In a reaction, Ottmar Edenhofer, Director of the Potsdam Institute for Climate Impact Research (PIK), frowned at the compensations, adding that shutting down the power stations could have been achieved more cheaply
Edenhofer, who is also of the Mercator Research Institute on Global Commons and Climate Change (MCC), said: “It is good that a timetable to phase out coal in Germany has now been adopted. However, the government unnecessarily ramps up the cost: the high direct payments to power plant operators, compensating for shutdowns, are wrong. They undermine the polluter-pays principle, wherein anyone causing emissions should pay accordingly.
Now the person who ceases to cause emissions is rewarded financially. This is why operators have kept some power plants on the grid longer than is economically feasible – so that they can now collect compensation payments.”
According to him, it would have been better if German policy had designed the billion-euro coal phase-out project around a market-based core.
His words: “Structural aids for the coal regions are important because they help to finance new jobs – but when it comes to the phase-out itself, politicians should have relied on the carbon price.

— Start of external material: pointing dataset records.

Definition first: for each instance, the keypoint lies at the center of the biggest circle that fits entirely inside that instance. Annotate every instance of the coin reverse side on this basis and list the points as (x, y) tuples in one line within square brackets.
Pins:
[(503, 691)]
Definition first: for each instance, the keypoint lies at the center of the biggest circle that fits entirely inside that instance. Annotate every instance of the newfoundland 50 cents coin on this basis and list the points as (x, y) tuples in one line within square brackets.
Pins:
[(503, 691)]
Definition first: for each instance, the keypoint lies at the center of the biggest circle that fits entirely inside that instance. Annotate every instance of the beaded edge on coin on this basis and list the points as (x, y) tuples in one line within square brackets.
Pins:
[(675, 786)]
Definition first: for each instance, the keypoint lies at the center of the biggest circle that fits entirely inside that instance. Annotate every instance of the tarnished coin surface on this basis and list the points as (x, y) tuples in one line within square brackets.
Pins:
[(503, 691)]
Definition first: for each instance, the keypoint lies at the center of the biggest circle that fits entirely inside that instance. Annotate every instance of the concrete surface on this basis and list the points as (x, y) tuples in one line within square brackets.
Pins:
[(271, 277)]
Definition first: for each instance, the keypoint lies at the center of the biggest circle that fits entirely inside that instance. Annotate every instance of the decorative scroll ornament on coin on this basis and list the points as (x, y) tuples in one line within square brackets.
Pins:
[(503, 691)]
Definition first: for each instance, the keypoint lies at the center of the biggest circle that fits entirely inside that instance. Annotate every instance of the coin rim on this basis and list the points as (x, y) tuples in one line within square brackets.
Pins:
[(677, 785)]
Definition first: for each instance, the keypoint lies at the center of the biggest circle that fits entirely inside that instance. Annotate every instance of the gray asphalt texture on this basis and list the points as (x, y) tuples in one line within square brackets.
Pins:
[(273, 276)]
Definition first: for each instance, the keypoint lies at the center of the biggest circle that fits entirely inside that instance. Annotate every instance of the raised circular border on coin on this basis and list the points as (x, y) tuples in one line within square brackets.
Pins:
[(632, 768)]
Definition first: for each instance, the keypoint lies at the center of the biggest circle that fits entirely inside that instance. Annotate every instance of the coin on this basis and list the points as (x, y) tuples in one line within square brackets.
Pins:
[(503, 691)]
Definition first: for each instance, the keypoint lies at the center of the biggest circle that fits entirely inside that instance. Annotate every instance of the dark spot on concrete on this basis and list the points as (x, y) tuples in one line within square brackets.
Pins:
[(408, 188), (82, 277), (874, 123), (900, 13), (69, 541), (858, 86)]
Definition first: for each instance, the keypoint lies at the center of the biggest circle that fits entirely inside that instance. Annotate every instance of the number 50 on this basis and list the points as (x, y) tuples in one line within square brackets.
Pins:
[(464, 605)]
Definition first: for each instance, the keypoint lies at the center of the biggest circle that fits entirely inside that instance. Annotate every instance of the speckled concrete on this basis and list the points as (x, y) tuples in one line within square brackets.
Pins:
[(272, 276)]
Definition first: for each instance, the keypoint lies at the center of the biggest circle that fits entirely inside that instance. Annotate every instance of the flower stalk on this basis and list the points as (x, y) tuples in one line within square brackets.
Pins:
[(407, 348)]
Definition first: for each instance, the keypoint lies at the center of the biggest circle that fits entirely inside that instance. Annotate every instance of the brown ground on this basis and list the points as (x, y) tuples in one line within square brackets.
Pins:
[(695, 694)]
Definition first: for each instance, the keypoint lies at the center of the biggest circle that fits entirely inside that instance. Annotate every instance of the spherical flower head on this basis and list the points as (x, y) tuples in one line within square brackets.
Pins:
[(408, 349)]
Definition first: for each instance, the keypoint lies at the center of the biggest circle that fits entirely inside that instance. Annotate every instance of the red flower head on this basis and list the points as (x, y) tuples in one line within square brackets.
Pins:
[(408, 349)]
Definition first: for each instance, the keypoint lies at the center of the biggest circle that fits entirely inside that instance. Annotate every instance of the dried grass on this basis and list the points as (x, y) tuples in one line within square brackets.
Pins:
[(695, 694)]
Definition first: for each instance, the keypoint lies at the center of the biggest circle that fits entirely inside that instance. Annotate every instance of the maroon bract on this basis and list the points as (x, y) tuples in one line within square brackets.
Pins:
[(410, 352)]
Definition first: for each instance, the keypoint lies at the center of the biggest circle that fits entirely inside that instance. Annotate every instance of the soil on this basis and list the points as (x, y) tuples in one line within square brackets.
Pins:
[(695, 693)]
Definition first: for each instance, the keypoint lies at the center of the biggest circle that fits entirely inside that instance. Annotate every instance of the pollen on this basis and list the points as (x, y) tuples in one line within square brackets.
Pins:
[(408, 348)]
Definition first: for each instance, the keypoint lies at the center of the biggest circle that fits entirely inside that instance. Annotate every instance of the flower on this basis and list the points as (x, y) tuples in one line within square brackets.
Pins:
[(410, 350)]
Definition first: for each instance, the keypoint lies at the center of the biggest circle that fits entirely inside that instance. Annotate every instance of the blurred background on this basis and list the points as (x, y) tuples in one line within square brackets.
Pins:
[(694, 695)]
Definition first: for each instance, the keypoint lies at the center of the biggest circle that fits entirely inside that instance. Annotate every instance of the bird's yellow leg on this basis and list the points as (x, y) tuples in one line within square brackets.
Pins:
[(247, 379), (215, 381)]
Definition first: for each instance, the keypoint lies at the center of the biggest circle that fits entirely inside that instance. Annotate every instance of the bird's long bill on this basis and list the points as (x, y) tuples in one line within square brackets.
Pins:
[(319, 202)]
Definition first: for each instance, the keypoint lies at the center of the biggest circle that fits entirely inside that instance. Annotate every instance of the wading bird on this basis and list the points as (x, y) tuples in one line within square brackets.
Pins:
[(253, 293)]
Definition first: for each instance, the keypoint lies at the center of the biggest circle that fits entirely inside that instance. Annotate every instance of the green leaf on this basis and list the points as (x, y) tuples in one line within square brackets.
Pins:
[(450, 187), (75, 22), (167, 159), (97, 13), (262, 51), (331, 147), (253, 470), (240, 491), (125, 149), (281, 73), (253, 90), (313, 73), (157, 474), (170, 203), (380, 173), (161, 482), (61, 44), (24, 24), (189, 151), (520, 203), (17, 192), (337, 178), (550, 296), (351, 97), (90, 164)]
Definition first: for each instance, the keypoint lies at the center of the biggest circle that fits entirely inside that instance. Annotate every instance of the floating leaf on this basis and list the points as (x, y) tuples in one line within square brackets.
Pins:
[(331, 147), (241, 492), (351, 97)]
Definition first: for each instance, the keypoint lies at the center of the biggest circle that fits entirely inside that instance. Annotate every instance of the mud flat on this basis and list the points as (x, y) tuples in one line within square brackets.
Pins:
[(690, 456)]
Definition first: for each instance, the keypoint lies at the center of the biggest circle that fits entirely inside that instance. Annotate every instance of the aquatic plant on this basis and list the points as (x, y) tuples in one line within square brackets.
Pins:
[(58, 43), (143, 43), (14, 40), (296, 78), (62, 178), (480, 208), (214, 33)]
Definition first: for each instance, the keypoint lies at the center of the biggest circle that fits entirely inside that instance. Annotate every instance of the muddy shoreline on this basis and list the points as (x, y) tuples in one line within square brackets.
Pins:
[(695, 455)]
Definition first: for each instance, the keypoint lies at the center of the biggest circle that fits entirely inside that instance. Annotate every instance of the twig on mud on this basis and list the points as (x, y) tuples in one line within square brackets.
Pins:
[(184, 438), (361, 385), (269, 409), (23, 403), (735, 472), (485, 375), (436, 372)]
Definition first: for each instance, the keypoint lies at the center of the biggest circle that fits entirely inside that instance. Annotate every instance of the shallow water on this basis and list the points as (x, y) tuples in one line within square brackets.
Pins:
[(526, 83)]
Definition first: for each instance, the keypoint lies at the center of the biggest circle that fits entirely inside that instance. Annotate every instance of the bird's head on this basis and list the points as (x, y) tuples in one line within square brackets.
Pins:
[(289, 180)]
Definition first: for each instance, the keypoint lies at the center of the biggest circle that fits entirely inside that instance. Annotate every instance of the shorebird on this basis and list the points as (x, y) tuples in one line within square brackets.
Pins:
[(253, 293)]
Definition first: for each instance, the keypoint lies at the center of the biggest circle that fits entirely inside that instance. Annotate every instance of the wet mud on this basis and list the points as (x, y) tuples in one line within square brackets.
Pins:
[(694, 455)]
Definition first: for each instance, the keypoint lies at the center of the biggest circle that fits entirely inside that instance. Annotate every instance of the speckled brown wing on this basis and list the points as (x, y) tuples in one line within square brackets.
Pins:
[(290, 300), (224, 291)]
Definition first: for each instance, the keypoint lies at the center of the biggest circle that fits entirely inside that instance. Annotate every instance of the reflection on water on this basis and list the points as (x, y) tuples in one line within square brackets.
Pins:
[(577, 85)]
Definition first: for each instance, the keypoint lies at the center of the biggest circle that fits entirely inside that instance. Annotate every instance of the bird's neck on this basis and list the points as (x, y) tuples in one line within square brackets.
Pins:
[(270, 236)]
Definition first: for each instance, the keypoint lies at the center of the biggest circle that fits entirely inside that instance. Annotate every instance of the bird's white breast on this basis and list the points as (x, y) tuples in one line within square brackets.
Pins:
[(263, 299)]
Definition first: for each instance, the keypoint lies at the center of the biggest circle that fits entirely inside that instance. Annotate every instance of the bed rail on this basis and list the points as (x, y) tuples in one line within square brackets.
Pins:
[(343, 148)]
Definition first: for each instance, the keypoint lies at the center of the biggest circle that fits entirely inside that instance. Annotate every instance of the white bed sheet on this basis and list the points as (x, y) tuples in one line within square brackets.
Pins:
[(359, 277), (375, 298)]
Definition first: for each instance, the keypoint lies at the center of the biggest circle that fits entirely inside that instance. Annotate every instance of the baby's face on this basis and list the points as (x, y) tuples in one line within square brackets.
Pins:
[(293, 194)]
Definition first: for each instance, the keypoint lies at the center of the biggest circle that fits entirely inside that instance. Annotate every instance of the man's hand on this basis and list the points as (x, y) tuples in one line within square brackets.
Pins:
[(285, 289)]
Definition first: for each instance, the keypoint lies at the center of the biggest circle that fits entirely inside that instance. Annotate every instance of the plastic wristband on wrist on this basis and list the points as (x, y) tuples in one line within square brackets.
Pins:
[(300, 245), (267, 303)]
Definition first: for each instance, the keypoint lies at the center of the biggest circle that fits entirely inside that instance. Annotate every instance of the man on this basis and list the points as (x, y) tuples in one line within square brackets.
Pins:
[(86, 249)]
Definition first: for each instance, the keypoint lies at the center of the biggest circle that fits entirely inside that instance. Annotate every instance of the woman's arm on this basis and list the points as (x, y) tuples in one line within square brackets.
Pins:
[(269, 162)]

Everything would have been much cheaper. We saw last year that the rising prices in emissions trading led to a decline in coal-fired power generation. A minimum price would have displaced coal without having to pay expensive compensation.
“The way the German coal phase-out is reflected in European emissions trading also remains unsatisfactory. In principle, the government wants to cancel the respective certificates and take them off the market. However, the amount of CO2 that is effectively saved can only be determined with great uncertainty.
“Thus, some of the certificates might be used elsewhere, which would counteract the climate effect of the coal phase-out. There is a simple solution to rule out this so-called waterbed effect and at the same time prevent uncoordinated action by national governments regarding the certificates: a sufficiently high European minimum price in emissions trading.”